Anne Kirstine Bruun (1853–1934) was a Danish schoolteacher and women's rights activist. An early proponent of equal pay for male and female teachers, in 1900 she became the first woman to serve on the central committee of the Danish Union of Teachers. She was an enthusiastic member of the Danish Women's Society and a frequent contributor to their magazine Kvinden og Samfundet which she edited for a time in the mid-1890s. Bruun was an early supporter of the Women's Society's direct involvement in the fight for women's voting rights.

==Early life==
Born on 14 February 1853 in Varde, Anne Kirstine Bruun was the daughter of Hans Christian Bruun (1819–1879), a tailor, and Kirstine Dorthea Terpager (1811–1872). While working as a housemaid for an elderly lady in Varde, she became acquainted with opportunities for women to become teachers after coming across the journal Blade fra danske Kvinder and articles by Natalie Zahle in the newspaper Fædrelandet. Despite her parents' objections, she passed Beyer, Bohr og Femmer's examination for women teachers when she was 21. She then attended Ludvig Trier's course in lecturing.

A practising Christian, she was inspired by Rudolph Frimodt (1828–1879) who headed Copenhagen's Inner Mission. In 1875, she became an assistant in the newly established parish mission in the Nørrebro district of Copenhagen, conducting children's services in St. Stephen's Church.

==Career==
===Teaching===
In 1874, Bruun was employed by the Municipal School Authority for Copenhagen and Frederiksberg, teaching mainly in Copenhagen school and completing her career at Sundholm Skole. In 1896, she was a key founding member of Fonden for trængende Lærerbørns Uddannelse (Foundation for the Education of the Needy Children of Teachers). From 1900 to 1915, she served on Danmarks Lærerforenings hovedbestyrelse (Danish Teachers' Association's Central Management Board) where she was the first female management representative. She contributed in particular to a new curriculum for the authority's schools.

===Women's rights===
In 1889, Bruun became one of the first advocates of equal pay for men and women, contributing to work on new legislation which in 1908 established the starting salaries of women teachers at a level comparable to those for men.

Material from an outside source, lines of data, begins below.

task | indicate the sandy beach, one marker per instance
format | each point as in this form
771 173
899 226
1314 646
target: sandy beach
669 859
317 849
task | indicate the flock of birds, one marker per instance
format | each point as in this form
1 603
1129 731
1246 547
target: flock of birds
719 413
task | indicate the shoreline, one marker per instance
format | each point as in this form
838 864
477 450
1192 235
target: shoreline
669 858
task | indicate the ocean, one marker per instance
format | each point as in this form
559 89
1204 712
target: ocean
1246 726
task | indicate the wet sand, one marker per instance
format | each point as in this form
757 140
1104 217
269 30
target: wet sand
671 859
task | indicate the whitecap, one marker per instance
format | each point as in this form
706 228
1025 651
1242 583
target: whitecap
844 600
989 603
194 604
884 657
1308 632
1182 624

Bruun was also an active member of the Danish Women's Society and of Foreningen imod Lovbeskyttelse for Usædelighed (FLU), an organization which fought against public prostitution (the Regulation system). In 1886, she became a member of FLU's management committee and in 1898, was appointed to its board of directors. She was the organization's most talented speaker, openly supporting its cause. When legislation was passed against public prostitution, FLU was dissolved in 1907. Bruun then became a co-founding member of Vagten mod Offentlig Prostitution (Guard against Public Prostitution). She also fought against sex-trafficking, serving on the Danish branch of the Committee for the Suppression of the While Slave Trade.

In 1889, Bruun became a board member of the central Women's Society, heading the organization in 1890 during the sickness of its chair, Kirstine Frederiksen. From 1895 to 1897, she edited the Society's journal Kvinden og Samfindet, frequently contributing article both before and after. In 1899, Bruun was elected chair of the Society's Copenhagen branch. In 1907, she succeeded in having women admitted to the Technical Society's School.

For some time, Bruun had been a proponent of women's suffrage, despite the official stand of the Women's Society. As the position evolved, she became a member of the Society's electoral committee in 1904 and joined the Kristne Kvinders Vælgerforening (Christian Women Voters Association). In 1924, she was recognized as an honorary member of the Women's Society's Copenhagen branch.

Anne Bruun died in Kalundborg on 11 July 1934.